Since Yasser Arafat and Ehud Barak negotiated unsuccessfully on Jerusalem’s status in 2000, the city has experienced deep changes at three distinct levels. At the territorial level, settlements have expanded across the core and periphery of East Jerusalem; they now are on the verge of extending a Jewish continuum from west to east across the entire municipality and beyond – potentially delivering a fatal blow to the two-state solution. In the south, construction of new Jewish settlements threatens to all but envelope certain Arab neighbourhoods. Recent announcements by the Israeli government in response to the Palestinians’ successful bid for a limited upgrade of their status at the UN are particularly alarming in this regard.

Secondly, at the religious level, competing claims to the city and especially to the Holy Esplanade – by both Jewish and Palestinian constituencies – have intensified, making some of the compromises mooted in the past seem increasingly irrelevant. This is all the more significant given the rise of the Muslim Brotherhood across the region, which almost certainly will make it more difficult for Arab leaders to endorse solutions that opponents can denounce as inconsistent with Islamic principles.

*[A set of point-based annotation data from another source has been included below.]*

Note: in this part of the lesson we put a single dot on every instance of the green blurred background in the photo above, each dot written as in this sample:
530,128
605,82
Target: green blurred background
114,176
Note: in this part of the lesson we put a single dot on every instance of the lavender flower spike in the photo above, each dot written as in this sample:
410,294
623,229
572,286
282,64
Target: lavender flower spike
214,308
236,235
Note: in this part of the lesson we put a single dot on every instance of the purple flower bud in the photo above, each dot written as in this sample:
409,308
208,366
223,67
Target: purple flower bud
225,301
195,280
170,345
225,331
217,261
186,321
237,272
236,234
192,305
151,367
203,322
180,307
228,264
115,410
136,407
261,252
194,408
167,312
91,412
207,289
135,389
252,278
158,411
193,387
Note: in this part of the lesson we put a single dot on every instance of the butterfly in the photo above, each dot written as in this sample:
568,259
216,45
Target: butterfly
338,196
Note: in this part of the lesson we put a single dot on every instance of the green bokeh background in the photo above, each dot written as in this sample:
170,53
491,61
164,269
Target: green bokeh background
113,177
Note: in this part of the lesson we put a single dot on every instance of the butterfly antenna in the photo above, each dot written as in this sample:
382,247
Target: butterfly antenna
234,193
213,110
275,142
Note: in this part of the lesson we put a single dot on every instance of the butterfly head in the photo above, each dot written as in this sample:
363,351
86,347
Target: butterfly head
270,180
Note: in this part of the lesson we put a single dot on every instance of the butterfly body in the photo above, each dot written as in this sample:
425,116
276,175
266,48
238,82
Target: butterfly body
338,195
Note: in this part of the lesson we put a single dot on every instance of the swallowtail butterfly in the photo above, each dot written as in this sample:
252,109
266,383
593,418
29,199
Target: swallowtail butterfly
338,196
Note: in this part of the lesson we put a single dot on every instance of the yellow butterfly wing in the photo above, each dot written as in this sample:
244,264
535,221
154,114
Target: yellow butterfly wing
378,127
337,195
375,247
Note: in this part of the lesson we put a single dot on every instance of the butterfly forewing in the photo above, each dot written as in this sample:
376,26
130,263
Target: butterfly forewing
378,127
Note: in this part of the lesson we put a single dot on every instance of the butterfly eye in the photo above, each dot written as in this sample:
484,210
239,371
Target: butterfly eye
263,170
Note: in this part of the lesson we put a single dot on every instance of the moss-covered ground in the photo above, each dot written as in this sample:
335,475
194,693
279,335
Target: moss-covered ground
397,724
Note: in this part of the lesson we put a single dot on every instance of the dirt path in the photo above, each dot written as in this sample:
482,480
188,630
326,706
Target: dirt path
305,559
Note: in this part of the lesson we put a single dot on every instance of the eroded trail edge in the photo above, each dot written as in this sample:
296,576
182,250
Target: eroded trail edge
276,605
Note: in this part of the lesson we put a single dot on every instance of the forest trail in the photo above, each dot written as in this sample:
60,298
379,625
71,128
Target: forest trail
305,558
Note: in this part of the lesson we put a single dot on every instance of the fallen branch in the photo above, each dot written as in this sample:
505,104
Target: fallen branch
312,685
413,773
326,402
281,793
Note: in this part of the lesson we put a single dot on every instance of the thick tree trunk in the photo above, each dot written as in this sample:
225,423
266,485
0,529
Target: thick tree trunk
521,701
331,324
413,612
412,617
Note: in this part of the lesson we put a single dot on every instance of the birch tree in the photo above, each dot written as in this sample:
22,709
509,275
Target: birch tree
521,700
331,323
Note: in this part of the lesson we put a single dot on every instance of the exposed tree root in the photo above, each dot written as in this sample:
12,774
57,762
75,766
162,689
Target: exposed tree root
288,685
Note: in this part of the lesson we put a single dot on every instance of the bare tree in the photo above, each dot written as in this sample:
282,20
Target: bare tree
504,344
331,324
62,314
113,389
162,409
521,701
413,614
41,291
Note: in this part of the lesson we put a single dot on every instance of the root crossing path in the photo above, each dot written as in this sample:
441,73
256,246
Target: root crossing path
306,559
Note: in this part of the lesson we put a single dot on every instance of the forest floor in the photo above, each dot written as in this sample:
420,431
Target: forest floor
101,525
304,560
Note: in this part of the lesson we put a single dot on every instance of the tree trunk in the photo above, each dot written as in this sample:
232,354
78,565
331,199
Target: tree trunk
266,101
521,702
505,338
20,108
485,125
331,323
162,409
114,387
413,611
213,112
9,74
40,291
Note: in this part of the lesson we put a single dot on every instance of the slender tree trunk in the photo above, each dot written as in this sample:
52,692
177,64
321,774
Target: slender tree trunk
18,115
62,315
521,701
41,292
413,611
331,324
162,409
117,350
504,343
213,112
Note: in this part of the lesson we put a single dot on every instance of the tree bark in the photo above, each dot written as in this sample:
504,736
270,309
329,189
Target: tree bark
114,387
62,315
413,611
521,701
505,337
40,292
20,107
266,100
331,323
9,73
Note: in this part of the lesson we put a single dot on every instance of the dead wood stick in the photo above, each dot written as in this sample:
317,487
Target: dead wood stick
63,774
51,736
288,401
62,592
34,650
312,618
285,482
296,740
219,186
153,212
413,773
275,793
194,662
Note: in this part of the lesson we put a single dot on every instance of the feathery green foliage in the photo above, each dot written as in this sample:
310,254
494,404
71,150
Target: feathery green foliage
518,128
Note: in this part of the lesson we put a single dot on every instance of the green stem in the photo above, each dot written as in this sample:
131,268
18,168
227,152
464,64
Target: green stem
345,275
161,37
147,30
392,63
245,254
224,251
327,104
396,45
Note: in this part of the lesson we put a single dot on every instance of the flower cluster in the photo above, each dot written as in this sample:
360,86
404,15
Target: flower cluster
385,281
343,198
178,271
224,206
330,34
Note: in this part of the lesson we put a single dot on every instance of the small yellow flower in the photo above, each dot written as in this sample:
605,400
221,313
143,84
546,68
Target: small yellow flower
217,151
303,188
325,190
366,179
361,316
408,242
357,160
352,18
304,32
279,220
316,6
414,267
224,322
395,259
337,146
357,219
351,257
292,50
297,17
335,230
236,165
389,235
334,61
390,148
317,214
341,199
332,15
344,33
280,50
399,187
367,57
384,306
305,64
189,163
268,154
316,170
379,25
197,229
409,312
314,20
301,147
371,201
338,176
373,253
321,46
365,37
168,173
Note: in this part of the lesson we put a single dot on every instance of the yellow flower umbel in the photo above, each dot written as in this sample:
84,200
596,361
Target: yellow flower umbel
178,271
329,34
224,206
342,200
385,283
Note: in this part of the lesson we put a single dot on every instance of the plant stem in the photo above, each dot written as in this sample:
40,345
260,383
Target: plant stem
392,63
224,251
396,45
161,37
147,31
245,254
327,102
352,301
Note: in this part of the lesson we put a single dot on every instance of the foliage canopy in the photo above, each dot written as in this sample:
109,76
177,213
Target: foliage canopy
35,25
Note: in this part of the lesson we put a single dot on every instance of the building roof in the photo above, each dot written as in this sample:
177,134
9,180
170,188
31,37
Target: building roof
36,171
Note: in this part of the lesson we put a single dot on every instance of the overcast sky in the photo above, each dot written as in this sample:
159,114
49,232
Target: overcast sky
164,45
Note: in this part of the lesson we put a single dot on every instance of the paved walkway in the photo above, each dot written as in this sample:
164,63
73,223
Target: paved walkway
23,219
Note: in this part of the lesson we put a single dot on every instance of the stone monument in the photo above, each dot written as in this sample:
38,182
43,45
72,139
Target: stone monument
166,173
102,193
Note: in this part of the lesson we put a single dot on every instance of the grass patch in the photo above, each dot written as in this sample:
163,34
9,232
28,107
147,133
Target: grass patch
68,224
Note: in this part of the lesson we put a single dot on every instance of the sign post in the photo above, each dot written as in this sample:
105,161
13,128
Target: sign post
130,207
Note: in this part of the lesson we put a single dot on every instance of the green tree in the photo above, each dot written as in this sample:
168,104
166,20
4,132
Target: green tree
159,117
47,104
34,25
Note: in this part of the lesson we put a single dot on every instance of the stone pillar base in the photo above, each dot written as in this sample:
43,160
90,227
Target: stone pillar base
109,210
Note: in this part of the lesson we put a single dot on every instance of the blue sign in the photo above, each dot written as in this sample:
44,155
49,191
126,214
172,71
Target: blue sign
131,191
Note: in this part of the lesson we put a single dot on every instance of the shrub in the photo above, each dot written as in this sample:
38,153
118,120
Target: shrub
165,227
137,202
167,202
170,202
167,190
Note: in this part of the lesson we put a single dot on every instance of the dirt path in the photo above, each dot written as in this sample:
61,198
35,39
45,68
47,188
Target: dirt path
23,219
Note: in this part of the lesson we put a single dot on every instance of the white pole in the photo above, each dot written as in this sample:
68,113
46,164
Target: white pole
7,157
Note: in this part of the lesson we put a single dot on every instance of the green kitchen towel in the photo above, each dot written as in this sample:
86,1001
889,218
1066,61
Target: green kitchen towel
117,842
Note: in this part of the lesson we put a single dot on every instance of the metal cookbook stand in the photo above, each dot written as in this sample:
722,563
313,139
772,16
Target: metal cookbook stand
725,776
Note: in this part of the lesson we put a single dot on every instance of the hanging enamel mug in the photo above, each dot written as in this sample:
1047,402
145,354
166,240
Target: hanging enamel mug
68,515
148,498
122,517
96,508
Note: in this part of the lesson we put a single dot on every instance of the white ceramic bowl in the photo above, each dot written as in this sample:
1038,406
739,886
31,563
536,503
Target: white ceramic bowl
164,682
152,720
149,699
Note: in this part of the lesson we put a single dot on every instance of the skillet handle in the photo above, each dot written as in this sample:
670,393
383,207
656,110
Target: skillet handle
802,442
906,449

Thirdly, at the political level, Palestinian Jerusalemites increasingly are adrift, bereft of representation and lacking resources. East Jerusalem has become a rough and angry place, more and more disconnected from its West Bank hinterland. The default Palestinian strategy since 1967 has been to boycott all voluntary contact with the city’s Israeli administration. This, along with the Oslo Accord’s enforced separation of East Jerusalem from the Palestinian Authority, has resulted in crowded and under-served neighbourhoods, with badly outdated infrastructure and in which Palestinian political life has been virtually eradicated.

“Jerusalem has changed, even as collective reflection about the city has remained essentially static”, says Robert Malley, Crisis Group’s Middle East and North Africa Program Director. “It is not too early to dust off old proposals, updating them in light of what didn’t work over a decade ago, what has changed since and what might still succeed today”.